Thomas is a member of the Node.js Tracing Working Group and a full time open source developer at Opbeat. He enjoys working on mad science projects with Node.js and for some odd reason gets a kick out of implementing network protocols in JavaScript.
This talk covers different approaches of instrumenting a Node.js application. If applied correctly, instrumentation will allow you to discover bottlenecks or track and log application usage - even in production, without sacrificing performance. Part one will cover the current state of tracing and instrumentation. In part two we’ll take a look at the next-gen core tracing API's being developed under the Node.js Tracing Working Group.
Gareth has been working in the area of Runtime Performance Analysis at IBM since 2012. Originally concentrating on Java, he has now moved to concentrating more on Node.js. He is also a regular attendee to the benchmarking workgroup, and has contributed to the benchmarks being run on a nightly basis.
Benchmarks and the information they provide are important to ensure that changes going into Node.js don't regress key attributes like startup speed, memory footprint and throughput. This talk will cover an introduction to benchmarking & key challenges, approaches to benchmarking Node.js & identifying regressions, the Node.js benchmarking workgroup's current benchmarks and use case scenarios, and how to get involved.
Igor Soarez is a Principal Engineer at YLD. He works as a consultant for organisations managing big deployments, validating and advising on architectural choices and delivery process. Over the past two years, Igor has led teams working on Node-related high-visibility projects for big enterprises. He has also designed and ran Node.js training courses for both private clients and public conferences.

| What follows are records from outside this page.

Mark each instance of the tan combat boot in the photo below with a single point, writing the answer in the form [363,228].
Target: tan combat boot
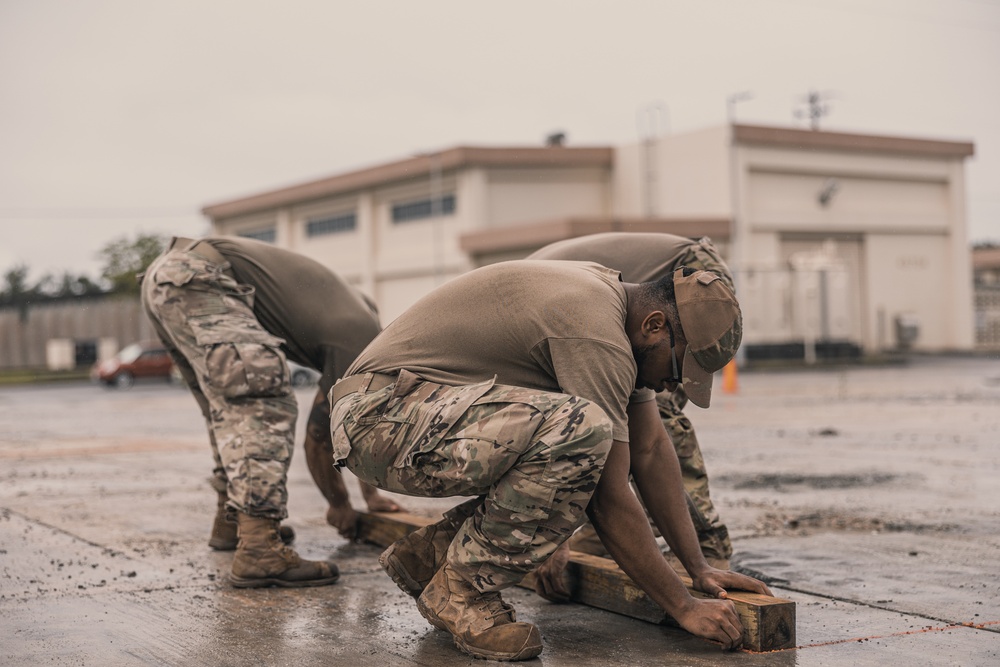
[224,537]
[262,560]
[413,560]
[482,624]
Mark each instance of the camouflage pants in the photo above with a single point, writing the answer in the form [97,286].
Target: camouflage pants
[236,372]
[533,457]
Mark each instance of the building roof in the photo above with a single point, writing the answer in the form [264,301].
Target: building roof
[421,165]
[563,156]
[843,141]
[536,234]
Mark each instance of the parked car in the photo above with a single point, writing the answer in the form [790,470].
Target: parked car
[302,376]
[136,361]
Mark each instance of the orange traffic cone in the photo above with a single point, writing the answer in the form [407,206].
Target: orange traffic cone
[730,381]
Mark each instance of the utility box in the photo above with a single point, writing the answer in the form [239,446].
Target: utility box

As Node continues to go from strength to strength, being widely adopted not only within the startup community but more and more by the Enterprise community, a number of anti-patterns are beginning to emerge. This talk focuses on the strengths of JavaScript in the Enterprise by trying to isolate the anti-patterns that are slowly beginning to emerge.
Mikeal is the Community Manager of the Node.js Foundation and the creator of request and NodeConf.
Mikeal will be sharing what the Node Foundation has been up to recently and its plans for the rest of 2016.
All attendees, speakers, staff and sponsors are expected to follow the Code of Conduct.